- The Washington Times - Tuesday, December 9, 2014

Protecting all that wild American territory - it seems like such a nice idea. But there’s trouble lurking with a federal lands package that was recently tucked away in the massive National Defense Authorization Act. Even the horse and burro people are perturbed. The provision essentially cordons off hundreds of thousands acres of federal land for parks and restricts natural resource production. This does not sit well with those who know the land, and know the politics. A coalition of 50 interest groups and public officials is now asking Congress to remove the public lands provision from the act, advising in an open letter, “This kitchen-sink approach to legislation, lacking in deliberation and shaped solely by political calculus, belies the very serious consequences of the provisions. The price our public lands at large must pay in exchange for a few modest wildernesses designations is simply too high.”

The diverse coalition includes Greenpeace, the Sierra Club, Wild West Institute, the Idaho Sporting Congress, the Center for Biological Diversity and the American Wild Horse Preservation, which says the land grab would exact a steep price from our public lands and the wildlife - including wild horses and burros - that inhabit them. Yeah. How about those horses and burros? But there are concerns on the other side of the fence as well.

Beware the land grab says Myron Ebell, energy and environment director at the Competitive Enterprise Institute. “This is a back room deal locking up federal land so it cannot be used to produce natural resources, such as energy, minerals, livestock, and timber - a devastating economic effect on people in the rural West,” he says. “This move also comes at a time when the National Park Service cannot adequately take care of many of the national parks, including Yellowstone, Yosemite, and Grand Canyon. The system has multi-billion-dollar maintenance backlogs.”
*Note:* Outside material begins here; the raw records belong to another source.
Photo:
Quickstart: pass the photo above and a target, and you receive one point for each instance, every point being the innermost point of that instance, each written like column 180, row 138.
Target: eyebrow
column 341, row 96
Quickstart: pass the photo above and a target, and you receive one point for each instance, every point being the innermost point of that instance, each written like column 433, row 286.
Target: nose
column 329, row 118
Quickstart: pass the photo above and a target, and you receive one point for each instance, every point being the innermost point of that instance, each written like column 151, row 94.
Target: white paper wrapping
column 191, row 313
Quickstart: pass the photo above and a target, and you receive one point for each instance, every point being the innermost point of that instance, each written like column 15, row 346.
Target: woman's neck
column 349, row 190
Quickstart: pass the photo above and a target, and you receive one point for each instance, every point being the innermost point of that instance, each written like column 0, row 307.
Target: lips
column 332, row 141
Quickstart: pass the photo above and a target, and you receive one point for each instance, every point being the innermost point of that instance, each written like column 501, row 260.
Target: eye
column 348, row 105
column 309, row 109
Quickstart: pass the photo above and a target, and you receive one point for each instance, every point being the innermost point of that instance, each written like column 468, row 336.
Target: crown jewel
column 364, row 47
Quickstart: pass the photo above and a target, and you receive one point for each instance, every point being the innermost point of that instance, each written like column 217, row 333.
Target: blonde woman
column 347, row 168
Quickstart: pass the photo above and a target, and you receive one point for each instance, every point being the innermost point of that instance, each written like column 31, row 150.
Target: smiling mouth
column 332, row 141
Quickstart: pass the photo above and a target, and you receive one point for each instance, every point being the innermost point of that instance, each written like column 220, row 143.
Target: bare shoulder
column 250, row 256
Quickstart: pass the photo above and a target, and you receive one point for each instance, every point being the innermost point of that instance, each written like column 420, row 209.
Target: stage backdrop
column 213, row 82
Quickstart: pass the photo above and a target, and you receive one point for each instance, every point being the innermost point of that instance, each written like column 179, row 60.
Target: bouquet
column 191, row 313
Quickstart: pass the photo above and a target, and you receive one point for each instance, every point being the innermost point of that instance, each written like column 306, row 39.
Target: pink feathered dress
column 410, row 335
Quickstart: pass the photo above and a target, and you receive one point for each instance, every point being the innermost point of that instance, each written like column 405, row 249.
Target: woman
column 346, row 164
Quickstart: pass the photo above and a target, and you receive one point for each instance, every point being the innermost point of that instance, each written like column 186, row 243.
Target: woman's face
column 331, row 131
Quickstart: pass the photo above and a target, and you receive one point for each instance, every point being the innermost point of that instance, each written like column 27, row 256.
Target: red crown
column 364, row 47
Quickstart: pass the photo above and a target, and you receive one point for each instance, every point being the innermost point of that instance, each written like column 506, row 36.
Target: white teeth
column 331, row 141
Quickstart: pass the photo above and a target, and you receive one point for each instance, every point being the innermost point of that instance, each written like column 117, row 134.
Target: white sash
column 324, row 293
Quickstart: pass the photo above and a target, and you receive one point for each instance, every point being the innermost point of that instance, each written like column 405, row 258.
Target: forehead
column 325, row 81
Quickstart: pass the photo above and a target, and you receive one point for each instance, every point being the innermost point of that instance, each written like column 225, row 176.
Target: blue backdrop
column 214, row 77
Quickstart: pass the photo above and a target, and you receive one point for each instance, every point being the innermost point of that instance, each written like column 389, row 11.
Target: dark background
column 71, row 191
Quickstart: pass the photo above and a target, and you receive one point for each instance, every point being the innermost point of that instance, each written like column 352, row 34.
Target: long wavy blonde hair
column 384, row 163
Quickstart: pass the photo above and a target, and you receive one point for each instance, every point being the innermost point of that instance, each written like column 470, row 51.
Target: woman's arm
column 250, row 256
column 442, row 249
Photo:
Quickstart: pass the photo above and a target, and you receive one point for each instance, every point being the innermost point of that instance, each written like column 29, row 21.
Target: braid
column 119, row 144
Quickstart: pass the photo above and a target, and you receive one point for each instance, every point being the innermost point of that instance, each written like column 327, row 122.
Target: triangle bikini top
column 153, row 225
Mr. Ebell notes that the provision creates eight new parks in 10 states, expands seven existing parks, designates 245,000 acres as wilderness areas and withdraws another 289,000 acres from natural resource production. “This is what happens when secret deals are made in back rooms during lame duck sessions,” the analyst concludes.

The $585 billion National Defense Authorization Act, meanwhile, 300-119 in the House last week, and is expected to do the same in the Senate before lawmakers rush home for the holidays. But not if some can help it.

“The decision to attach an extreme land grab to the NDAA is a disservice to members of the armed forces. With the military’s shrinking budget, it is offensive that this bill would be used to fund congressional pork,” says Sen. Ted Cruz, Texas Republican. “At a time where jobs are scarce and the federal government has removed billions of acres of land from productive use, Congress should not be restricting more than a half-million new acres.”